From what I've read they're tricky to pin down because they didn't have an exact role – or rather the term could be applied to ships fulfilling a number of roles.
As best I can tell active fleet ship through to hulk was more a spectrum than a clear-cut hierarchy. As such 'guardship' could include ships expected to go sea and ships not expected to sail.
A role seems to have been as a ready reserve for local defence. All navies of the era appear to play the bureaucratic numbers vs economy games during peacetime, and many of the ships listed in the fleet would actually have been 'in ordinary': no crew, de-stored, possibly even de-gunned and de-masted. It would take months to get them back to active status so guardships fulfilled an intermediate state as at least partially crewed & stored and able to sail in a few days for local operations.

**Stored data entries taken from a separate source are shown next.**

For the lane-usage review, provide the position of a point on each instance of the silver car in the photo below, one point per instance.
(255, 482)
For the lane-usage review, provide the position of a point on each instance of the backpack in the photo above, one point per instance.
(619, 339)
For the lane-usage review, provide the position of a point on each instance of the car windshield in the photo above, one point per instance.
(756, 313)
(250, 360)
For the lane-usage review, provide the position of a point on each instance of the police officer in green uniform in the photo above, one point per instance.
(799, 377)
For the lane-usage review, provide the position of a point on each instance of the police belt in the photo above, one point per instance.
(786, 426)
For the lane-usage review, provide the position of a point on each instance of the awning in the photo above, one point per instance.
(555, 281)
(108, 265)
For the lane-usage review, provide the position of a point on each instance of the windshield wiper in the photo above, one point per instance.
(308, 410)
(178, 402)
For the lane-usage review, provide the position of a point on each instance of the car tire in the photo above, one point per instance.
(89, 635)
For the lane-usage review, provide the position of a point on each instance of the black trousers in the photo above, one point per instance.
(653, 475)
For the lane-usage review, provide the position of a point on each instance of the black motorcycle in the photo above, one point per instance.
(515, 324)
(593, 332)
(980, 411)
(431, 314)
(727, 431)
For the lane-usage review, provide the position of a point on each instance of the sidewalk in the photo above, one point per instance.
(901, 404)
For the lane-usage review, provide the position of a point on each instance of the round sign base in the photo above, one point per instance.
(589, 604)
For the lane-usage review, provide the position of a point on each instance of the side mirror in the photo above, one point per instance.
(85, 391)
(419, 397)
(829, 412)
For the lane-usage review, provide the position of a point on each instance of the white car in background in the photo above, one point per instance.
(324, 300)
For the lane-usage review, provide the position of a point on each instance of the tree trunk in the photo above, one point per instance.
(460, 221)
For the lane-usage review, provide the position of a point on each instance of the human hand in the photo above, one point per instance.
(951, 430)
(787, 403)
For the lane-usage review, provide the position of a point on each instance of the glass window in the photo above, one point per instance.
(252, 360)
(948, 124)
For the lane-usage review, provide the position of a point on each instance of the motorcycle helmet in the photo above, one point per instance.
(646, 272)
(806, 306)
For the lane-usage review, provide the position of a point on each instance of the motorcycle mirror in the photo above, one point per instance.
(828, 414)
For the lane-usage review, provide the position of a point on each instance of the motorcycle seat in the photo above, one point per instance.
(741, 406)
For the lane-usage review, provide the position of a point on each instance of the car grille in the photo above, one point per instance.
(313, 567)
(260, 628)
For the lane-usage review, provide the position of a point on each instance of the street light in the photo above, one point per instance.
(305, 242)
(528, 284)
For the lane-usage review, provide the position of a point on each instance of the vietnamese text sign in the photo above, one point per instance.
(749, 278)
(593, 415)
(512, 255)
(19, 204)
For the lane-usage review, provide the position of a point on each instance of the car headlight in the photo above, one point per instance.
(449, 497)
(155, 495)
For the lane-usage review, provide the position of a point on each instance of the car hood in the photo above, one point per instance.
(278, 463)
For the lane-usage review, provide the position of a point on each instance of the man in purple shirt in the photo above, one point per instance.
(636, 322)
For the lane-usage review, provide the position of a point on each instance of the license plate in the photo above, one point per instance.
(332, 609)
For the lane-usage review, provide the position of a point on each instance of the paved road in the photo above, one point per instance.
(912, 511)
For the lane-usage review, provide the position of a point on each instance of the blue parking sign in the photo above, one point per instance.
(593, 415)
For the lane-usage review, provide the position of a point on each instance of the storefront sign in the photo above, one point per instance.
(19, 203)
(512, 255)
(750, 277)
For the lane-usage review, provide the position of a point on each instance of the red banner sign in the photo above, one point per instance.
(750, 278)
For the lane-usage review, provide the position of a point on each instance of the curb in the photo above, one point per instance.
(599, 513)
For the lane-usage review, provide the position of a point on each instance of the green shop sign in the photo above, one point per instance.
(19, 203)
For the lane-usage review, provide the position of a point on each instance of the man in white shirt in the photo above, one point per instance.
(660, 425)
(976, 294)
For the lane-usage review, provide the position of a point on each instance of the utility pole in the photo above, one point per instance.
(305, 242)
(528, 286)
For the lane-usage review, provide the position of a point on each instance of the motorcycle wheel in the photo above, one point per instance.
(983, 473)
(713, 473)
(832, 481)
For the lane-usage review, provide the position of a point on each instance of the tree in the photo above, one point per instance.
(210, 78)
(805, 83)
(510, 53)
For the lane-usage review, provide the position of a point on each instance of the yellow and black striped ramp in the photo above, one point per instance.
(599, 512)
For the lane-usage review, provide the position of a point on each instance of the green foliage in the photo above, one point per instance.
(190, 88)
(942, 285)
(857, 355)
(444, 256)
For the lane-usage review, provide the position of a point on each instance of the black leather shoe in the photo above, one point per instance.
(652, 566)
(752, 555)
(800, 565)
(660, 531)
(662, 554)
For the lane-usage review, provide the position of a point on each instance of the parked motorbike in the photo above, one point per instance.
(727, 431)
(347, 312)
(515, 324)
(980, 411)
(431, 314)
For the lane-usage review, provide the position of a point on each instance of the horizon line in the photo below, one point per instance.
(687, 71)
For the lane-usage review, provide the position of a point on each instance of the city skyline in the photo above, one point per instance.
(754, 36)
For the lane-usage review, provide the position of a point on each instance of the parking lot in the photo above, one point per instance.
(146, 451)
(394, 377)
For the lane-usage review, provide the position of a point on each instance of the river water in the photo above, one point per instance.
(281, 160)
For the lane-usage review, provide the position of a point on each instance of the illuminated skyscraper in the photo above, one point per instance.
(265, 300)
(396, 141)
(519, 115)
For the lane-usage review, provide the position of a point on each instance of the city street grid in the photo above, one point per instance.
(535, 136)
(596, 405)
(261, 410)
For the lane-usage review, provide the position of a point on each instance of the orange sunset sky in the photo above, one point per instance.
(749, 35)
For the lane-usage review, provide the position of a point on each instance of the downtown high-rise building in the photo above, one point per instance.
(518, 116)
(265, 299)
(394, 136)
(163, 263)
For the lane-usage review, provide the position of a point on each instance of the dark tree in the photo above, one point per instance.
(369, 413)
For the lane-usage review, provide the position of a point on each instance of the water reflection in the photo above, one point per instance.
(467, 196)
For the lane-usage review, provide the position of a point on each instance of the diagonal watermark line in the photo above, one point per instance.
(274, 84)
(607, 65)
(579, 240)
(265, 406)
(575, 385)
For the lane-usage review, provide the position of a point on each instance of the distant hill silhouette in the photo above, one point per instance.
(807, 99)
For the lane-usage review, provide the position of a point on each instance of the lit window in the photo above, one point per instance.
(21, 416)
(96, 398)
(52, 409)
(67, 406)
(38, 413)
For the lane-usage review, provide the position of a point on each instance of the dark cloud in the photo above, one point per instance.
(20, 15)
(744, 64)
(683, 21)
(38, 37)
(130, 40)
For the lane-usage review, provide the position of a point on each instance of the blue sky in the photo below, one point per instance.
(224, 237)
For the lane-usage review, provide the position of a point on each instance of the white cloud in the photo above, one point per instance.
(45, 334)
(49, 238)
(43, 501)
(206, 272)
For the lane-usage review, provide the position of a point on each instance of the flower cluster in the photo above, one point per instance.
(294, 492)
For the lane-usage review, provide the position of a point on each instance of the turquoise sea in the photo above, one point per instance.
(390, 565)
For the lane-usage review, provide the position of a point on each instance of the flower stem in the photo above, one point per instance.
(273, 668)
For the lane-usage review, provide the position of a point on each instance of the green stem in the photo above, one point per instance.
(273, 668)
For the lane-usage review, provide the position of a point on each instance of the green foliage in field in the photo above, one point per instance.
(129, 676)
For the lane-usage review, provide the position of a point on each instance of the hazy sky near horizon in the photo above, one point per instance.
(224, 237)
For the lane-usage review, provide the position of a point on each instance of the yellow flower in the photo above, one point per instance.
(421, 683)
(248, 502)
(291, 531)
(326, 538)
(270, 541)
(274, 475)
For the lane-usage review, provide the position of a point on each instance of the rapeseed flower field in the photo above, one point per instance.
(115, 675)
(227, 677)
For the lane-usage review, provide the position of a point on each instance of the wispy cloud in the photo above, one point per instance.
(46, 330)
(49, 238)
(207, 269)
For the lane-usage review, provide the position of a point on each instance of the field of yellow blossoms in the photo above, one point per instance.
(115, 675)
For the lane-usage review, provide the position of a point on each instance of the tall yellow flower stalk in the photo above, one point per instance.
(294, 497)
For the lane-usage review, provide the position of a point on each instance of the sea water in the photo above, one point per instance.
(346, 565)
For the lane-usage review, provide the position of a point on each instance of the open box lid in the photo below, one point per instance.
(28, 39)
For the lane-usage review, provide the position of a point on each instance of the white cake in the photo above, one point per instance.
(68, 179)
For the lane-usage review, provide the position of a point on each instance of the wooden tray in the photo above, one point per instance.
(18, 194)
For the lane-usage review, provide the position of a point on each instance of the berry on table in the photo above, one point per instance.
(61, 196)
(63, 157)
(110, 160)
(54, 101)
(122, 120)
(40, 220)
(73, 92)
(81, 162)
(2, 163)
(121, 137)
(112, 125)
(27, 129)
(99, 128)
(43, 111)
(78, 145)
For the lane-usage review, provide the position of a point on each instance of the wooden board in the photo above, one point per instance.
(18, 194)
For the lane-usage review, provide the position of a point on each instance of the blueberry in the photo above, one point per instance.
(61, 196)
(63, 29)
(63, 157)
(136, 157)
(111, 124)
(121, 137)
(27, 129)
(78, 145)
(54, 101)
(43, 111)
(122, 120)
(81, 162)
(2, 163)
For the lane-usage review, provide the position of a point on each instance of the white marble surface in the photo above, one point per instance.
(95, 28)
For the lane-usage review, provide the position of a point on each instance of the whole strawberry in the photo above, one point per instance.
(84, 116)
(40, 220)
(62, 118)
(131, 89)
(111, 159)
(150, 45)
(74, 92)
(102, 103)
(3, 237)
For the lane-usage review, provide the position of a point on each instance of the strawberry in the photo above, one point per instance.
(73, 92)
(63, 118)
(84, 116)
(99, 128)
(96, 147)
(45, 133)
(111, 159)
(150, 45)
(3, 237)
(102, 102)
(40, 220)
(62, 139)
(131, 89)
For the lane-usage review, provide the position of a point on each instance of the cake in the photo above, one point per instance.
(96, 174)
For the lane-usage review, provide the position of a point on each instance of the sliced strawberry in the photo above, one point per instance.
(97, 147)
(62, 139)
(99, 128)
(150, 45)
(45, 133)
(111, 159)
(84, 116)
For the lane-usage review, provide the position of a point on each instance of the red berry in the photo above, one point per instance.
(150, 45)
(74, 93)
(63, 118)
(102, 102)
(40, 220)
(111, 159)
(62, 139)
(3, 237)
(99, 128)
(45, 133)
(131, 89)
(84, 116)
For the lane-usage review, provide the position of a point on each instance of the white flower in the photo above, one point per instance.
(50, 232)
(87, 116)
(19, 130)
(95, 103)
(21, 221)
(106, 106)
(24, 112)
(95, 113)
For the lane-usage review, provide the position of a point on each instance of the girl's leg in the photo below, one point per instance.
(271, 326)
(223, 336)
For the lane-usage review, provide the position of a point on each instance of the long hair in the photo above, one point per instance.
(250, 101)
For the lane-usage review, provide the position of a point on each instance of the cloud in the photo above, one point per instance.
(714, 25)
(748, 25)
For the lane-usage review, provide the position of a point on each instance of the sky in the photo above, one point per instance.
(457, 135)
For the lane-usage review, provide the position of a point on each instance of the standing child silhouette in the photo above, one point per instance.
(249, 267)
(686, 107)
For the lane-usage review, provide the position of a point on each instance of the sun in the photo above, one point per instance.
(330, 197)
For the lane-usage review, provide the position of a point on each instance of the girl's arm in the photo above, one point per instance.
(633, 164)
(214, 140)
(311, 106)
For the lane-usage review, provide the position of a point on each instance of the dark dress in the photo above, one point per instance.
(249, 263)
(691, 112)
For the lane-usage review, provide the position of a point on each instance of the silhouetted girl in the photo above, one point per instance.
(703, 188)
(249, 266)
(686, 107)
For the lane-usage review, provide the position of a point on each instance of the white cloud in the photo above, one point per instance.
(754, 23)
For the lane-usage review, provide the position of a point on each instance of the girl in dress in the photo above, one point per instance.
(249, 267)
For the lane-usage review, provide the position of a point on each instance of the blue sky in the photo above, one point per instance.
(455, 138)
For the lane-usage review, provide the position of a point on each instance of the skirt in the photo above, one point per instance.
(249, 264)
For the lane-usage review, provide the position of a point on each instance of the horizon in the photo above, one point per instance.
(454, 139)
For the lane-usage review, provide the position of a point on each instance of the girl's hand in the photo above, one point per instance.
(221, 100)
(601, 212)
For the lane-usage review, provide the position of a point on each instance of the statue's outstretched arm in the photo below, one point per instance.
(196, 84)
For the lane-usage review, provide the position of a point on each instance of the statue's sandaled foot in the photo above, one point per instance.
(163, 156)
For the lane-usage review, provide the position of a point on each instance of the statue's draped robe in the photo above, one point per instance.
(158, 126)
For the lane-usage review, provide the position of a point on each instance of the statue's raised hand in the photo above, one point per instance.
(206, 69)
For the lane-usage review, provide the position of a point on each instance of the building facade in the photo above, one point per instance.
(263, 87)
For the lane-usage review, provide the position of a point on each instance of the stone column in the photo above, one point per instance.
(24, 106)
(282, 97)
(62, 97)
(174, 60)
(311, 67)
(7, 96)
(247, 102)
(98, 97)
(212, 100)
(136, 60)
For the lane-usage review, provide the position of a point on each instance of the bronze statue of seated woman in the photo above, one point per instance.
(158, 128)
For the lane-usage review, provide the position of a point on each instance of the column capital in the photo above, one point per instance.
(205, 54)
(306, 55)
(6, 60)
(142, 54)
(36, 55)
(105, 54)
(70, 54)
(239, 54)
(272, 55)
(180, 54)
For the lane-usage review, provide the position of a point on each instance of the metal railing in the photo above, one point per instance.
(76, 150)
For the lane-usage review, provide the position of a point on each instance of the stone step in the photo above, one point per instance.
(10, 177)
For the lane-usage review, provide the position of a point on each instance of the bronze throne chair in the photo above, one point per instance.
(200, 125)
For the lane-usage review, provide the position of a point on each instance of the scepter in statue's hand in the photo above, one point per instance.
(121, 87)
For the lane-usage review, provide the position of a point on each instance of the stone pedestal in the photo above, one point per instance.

Another significant consideration until steam came along was prevailing or fickle winds preventing the main fleet from coming to the rescue. I read of one case where a ship waited 4 weeks to get out of Portsmouth! Certainly for the British a French fleet sweeping down on Plymouth & Falmouth whilst much of the fleet were held up at Spithead and Chatham seems to have been a significant concern.
Finally, given the ships were there they'd undoubtedly pick up extra duties as some or all of flagship/headquarters, training ship, receiving ship, stores ship, etc.